Sheldrick R Christopher, Benneyan James C, Kiss Ivy Giserman, Briggs-Gowan Margaret J, Copeland William, Carter Alice S
Developmental-Behavioral Pediatrics, Tufts University School of Medicine, Boston, MA, USA.
Healthcare Systems Engineering Institute, Colleges of Engineering and Health Sciences, Northeastern University, Boston, MA, USA.
J Child Psychol Psychiatry. 2015 Sep;56(9):936-48. doi: 10.1111/jcpp.12442. Epub 2015 Jun 19.
The accuracy of any screening instrument designed to detect psychopathology among children is ideally assessed through rigorous comparison to 'gold standard' tests and interviews. Such comparisons typically yield estimates of what we refer to as 'standard indices of diagnostic accuracy', including sensitivity, specificity, positive predictive value (PPV), and negative predictive value. However, whereas these statistics were originally designed to detect binary signals (e.g., diagnosis present or absent), screening questionnaires commonly used in psychology, psychiatry, and pediatrics typically result in ordinal scores. Thus, a threshold or 'cut score' must be applied to these ordinal scores before accuracy can be evaluated using such standard indices. To better understand the tradeoffs inherent in choosing a particular threshold, we discuss the concept of 'threshold probability'. In contrast to PPV, which reflects the probability that a child whose score falls at or above the screening threshold has the condition of interest, threshold probability refers specifically to the likelihood that a child whose score is equal to a particular screening threshold has the condition of interest.
The diagnostic accuracy and threshold probability of two well-validated behavioral assessment instruments, the Child Behavior Checklist Total Problem Scale and the Strengths and Difficulties Questionnaire total scale were examined in relation to a structured psychiatric interview in three de-identified datasets.
Although both screening measures were effective in identifying groups of children at elevated risk for psychopathology in all samples (odds ratios ranged from 5.2 to 9.7), children who scored at or near the clinical thresholds that optimized sensitivity and specificity were unlikely to meet criteria for psychopathology on gold standard interviews.

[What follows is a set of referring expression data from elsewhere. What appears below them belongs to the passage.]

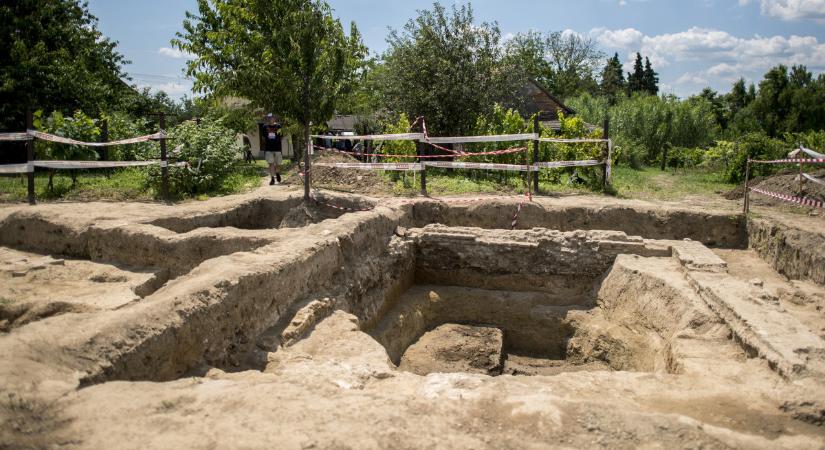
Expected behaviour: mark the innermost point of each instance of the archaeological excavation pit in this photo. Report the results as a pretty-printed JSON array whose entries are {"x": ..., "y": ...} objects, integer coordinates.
[
  {"x": 519, "y": 303},
  {"x": 408, "y": 314}
]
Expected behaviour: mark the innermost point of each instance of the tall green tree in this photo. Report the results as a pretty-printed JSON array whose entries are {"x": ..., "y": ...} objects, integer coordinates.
[
  {"x": 650, "y": 79},
  {"x": 53, "y": 57},
  {"x": 613, "y": 83},
  {"x": 291, "y": 57},
  {"x": 445, "y": 66},
  {"x": 564, "y": 63},
  {"x": 636, "y": 79}
]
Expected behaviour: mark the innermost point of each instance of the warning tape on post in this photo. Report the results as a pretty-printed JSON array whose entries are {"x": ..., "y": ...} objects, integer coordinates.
[
  {"x": 484, "y": 166},
  {"x": 64, "y": 140},
  {"x": 373, "y": 166},
  {"x": 791, "y": 161},
  {"x": 790, "y": 198}
]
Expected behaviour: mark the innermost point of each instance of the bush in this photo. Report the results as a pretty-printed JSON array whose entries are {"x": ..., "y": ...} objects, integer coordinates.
[
  {"x": 754, "y": 146},
  {"x": 211, "y": 151}
]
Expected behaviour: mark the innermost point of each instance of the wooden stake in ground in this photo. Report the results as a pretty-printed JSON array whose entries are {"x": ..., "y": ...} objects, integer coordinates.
[{"x": 30, "y": 157}]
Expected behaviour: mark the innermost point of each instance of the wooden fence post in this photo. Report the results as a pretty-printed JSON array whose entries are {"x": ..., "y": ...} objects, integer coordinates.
[
  {"x": 30, "y": 157},
  {"x": 537, "y": 131},
  {"x": 608, "y": 157},
  {"x": 104, "y": 137},
  {"x": 421, "y": 149},
  {"x": 747, "y": 187},
  {"x": 801, "y": 178},
  {"x": 164, "y": 159}
]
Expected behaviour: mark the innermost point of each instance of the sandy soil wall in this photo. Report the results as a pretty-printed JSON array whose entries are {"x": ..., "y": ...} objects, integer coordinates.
[
  {"x": 793, "y": 252},
  {"x": 715, "y": 229}
]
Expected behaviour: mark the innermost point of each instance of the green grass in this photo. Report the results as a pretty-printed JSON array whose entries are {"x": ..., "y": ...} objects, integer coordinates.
[
  {"x": 652, "y": 183},
  {"x": 647, "y": 183},
  {"x": 116, "y": 185}
]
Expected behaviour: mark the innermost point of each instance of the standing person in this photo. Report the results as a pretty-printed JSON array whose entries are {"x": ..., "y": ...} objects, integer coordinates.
[{"x": 272, "y": 148}]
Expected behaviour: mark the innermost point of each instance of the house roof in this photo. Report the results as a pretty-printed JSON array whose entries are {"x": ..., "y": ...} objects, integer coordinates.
[{"x": 535, "y": 98}]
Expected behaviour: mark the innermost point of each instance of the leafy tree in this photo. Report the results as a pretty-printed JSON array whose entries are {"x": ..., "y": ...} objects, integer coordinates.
[
  {"x": 53, "y": 57},
  {"x": 290, "y": 57},
  {"x": 445, "y": 66},
  {"x": 650, "y": 79},
  {"x": 573, "y": 59},
  {"x": 565, "y": 63},
  {"x": 717, "y": 103},
  {"x": 613, "y": 83},
  {"x": 210, "y": 149},
  {"x": 636, "y": 79}
]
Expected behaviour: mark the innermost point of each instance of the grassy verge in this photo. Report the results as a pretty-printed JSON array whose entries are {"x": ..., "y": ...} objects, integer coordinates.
[
  {"x": 652, "y": 183},
  {"x": 116, "y": 185},
  {"x": 647, "y": 183}
]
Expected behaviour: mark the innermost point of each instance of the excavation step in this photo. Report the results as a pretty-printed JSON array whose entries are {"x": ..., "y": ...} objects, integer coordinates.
[{"x": 452, "y": 348}]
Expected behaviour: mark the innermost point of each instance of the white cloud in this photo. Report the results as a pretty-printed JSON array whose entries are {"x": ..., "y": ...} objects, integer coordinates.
[
  {"x": 719, "y": 49},
  {"x": 792, "y": 9},
  {"x": 174, "y": 53},
  {"x": 172, "y": 88}
]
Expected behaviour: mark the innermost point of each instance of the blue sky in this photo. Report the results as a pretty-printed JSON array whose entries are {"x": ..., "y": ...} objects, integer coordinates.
[{"x": 692, "y": 43}]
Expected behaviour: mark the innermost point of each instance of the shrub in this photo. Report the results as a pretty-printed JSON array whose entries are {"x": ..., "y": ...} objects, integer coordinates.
[
  {"x": 210, "y": 149},
  {"x": 754, "y": 146}
]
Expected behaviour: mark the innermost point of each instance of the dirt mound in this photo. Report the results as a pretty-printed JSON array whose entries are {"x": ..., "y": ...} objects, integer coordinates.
[
  {"x": 453, "y": 348},
  {"x": 351, "y": 180},
  {"x": 784, "y": 182}
]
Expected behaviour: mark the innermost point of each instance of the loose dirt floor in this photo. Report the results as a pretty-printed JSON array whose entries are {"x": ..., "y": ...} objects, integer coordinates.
[{"x": 253, "y": 321}]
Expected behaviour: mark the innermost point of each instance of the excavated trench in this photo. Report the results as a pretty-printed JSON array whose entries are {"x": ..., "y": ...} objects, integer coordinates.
[
  {"x": 401, "y": 313},
  {"x": 439, "y": 298}
]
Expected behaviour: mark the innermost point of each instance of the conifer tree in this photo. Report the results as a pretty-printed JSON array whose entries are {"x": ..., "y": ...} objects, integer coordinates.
[
  {"x": 635, "y": 79},
  {"x": 612, "y": 78},
  {"x": 650, "y": 79}
]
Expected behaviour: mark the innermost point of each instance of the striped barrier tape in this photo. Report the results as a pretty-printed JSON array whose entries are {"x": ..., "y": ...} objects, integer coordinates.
[
  {"x": 372, "y": 137},
  {"x": 454, "y": 155},
  {"x": 791, "y": 161},
  {"x": 573, "y": 141},
  {"x": 63, "y": 140},
  {"x": 15, "y": 137},
  {"x": 557, "y": 164},
  {"x": 485, "y": 166},
  {"x": 807, "y": 151},
  {"x": 461, "y": 165},
  {"x": 790, "y": 198},
  {"x": 812, "y": 178},
  {"x": 16, "y": 168},
  {"x": 373, "y": 166},
  {"x": 477, "y": 139}
]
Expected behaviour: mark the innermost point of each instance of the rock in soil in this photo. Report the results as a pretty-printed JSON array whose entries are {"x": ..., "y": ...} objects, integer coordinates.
[{"x": 452, "y": 348}]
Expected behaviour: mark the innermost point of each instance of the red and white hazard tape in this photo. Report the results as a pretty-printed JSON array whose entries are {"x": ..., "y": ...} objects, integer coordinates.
[
  {"x": 791, "y": 161},
  {"x": 453, "y": 155},
  {"x": 484, "y": 166},
  {"x": 15, "y": 137},
  {"x": 573, "y": 141},
  {"x": 63, "y": 140},
  {"x": 55, "y": 164},
  {"x": 790, "y": 198},
  {"x": 477, "y": 139},
  {"x": 17, "y": 168},
  {"x": 812, "y": 178},
  {"x": 372, "y": 137},
  {"x": 373, "y": 166},
  {"x": 557, "y": 164}
]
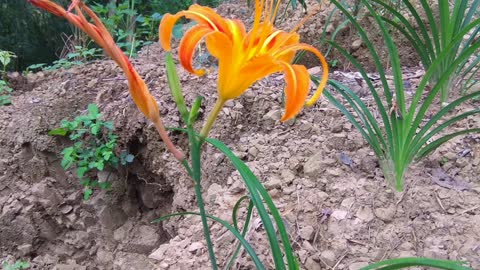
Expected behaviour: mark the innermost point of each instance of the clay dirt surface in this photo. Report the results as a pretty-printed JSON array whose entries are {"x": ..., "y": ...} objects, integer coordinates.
[{"x": 339, "y": 210}]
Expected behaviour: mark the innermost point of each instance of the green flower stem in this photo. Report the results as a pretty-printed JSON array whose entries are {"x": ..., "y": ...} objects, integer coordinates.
[
  {"x": 195, "y": 151},
  {"x": 211, "y": 118},
  {"x": 166, "y": 139}
]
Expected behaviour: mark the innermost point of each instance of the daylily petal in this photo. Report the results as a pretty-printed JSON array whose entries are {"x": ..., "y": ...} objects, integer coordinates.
[
  {"x": 204, "y": 16},
  {"x": 233, "y": 85},
  {"x": 188, "y": 44},
  {"x": 219, "y": 46},
  {"x": 297, "y": 85},
  {"x": 165, "y": 29},
  {"x": 324, "y": 64},
  {"x": 49, "y": 6},
  {"x": 140, "y": 94}
]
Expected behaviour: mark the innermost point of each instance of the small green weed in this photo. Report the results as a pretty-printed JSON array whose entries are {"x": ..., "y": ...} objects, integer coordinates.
[
  {"x": 18, "y": 265},
  {"x": 5, "y": 91},
  {"x": 93, "y": 148},
  {"x": 78, "y": 57}
]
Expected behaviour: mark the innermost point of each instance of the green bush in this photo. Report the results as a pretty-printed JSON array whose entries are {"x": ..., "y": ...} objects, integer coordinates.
[
  {"x": 403, "y": 133},
  {"x": 93, "y": 148}
]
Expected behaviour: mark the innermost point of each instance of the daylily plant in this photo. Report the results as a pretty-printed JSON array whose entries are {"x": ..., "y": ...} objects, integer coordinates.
[
  {"x": 245, "y": 57},
  {"x": 98, "y": 32}
]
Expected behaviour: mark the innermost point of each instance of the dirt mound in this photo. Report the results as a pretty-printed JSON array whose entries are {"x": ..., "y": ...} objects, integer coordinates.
[{"x": 322, "y": 175}]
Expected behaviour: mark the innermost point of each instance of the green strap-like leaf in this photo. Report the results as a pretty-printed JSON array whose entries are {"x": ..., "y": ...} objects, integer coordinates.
[
  {"x": 229, "y": 227},
  {"x": 409, "y": 262},
  {"x": 257, "y": 193}
]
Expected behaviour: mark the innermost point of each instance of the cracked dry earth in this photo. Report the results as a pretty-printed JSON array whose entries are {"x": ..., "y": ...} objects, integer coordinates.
[{"x": 323, "y": 177}]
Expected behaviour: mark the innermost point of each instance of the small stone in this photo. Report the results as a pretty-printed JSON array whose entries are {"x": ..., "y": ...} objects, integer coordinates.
[
  {"x": 329, "y": 257},
  {"x": 253, "y": 151},
  {"x": 385, "y": 214},
  {"x": 194, "y": 247},
  {"x": 365, "y": 213},
  {"x": 339, "y": 214},
  {"x": 287, "y": 176},
  {"x": 311, "y": 264},
  {"x": 356, "y": 44},
  {"x": 274, "y": 115},
  {"x": 159, "y": 253},
  {"x": 273, "y": 183},
  {"x": 289, "y": 190},
  {"x": 335, "y": 171},
  {"x": 302, "y": 255},
  {"x": 357, "y": 265},
  {"x": 65, "y": 209},
  {"x": 143, "y": 239},
  {"x": 314, "y": 165},
  {"x": 112, "y": 217},
  {"x": 347, "y": 203},
  {"x": 337, "y": 127},
  {"x": 24, "y": 249}
]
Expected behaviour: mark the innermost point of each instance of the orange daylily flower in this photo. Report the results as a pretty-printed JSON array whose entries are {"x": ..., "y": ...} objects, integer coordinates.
[
  {"x": 246, "y": 57},
  {"x": 98, "y": 32}
]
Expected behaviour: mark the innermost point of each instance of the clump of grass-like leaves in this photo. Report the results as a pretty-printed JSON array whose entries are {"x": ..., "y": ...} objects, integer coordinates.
[
  {"x": 402, "y": 133},
  {"x": 437, "y": 34}
]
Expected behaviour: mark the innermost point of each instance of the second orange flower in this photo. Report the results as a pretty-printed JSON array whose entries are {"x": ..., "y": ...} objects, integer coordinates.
[{"x": 246, "y": 57}]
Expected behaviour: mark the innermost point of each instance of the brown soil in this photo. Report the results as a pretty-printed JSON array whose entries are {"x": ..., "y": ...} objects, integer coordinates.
[{"x": 339, "y": 216}]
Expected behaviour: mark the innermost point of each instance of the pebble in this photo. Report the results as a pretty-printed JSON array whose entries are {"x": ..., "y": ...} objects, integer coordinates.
[
  {"x": 385, "y": 214},
  {"x": 307, "y": 233},
  {"x": 357, "y": 265},
  {"x": 194, "y": 247},
  {"x": 329, "y": 257},
  {"x": 311, "y": 264}
]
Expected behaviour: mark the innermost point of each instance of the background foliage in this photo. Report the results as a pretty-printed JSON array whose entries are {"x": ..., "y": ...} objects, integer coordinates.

Our results are consistent with the view that screening instruments should be interpreted probabilistically, with attention to where along the continuum of positive scores an individual falls.
旨在检测儿童精神病理学的任何筛查工具的准确性,理想情况下是通过与“金标准”测试和访谈进行严格比较来评估的。此类比较通常会得出我们所谓的“诊断准确性标准指标”的估计值,包括敏感性、特异性、阳性预测值(PPV)和阴性预测值。然而,虽然这些统计数据最初是为了检测二元信号(例如,诊断存在或不存在)而设计的,但心理学、精神病学和儿科学中常用的筛查问卷通常会得出序数分数。因此,在使用此类标准指标评估准确性之前,必须对这些序数分数应用一个阈值或“划界分数”。为了更好地理解选择特定阈值所固有的权衡,我们讨论“阈值概率”的概念。与反映分数落在或高于筛查阈值的儿童患有相关疾病的概率的PPV不同,阈值概率具体指分数等于特定筛查阈值的儿童患有相关疾病的可能性。
在三个匿名数据集中,将两种经过充分验证的行为评估工具——儿童行为检查表总问题量表和优势与困难问卷总量表的诊断准确性和阈值概率与结构化精神病学访谈进行了关联研究。
尽管两种筛查措施在所有样本中都有效地识别出了精神病理学风险较高的儿童群体(优势比范围为5.2至9.7),但在优化敏感性和特异性的临床阈值或接近该阈值得分的儿童,在金标准访谈中不太可能符合精神病理学标准。
我们的结果与以下观点一致,即筛查工具应以概率方式进行解释,要注意个体在阳性分数连续体上所处的位置。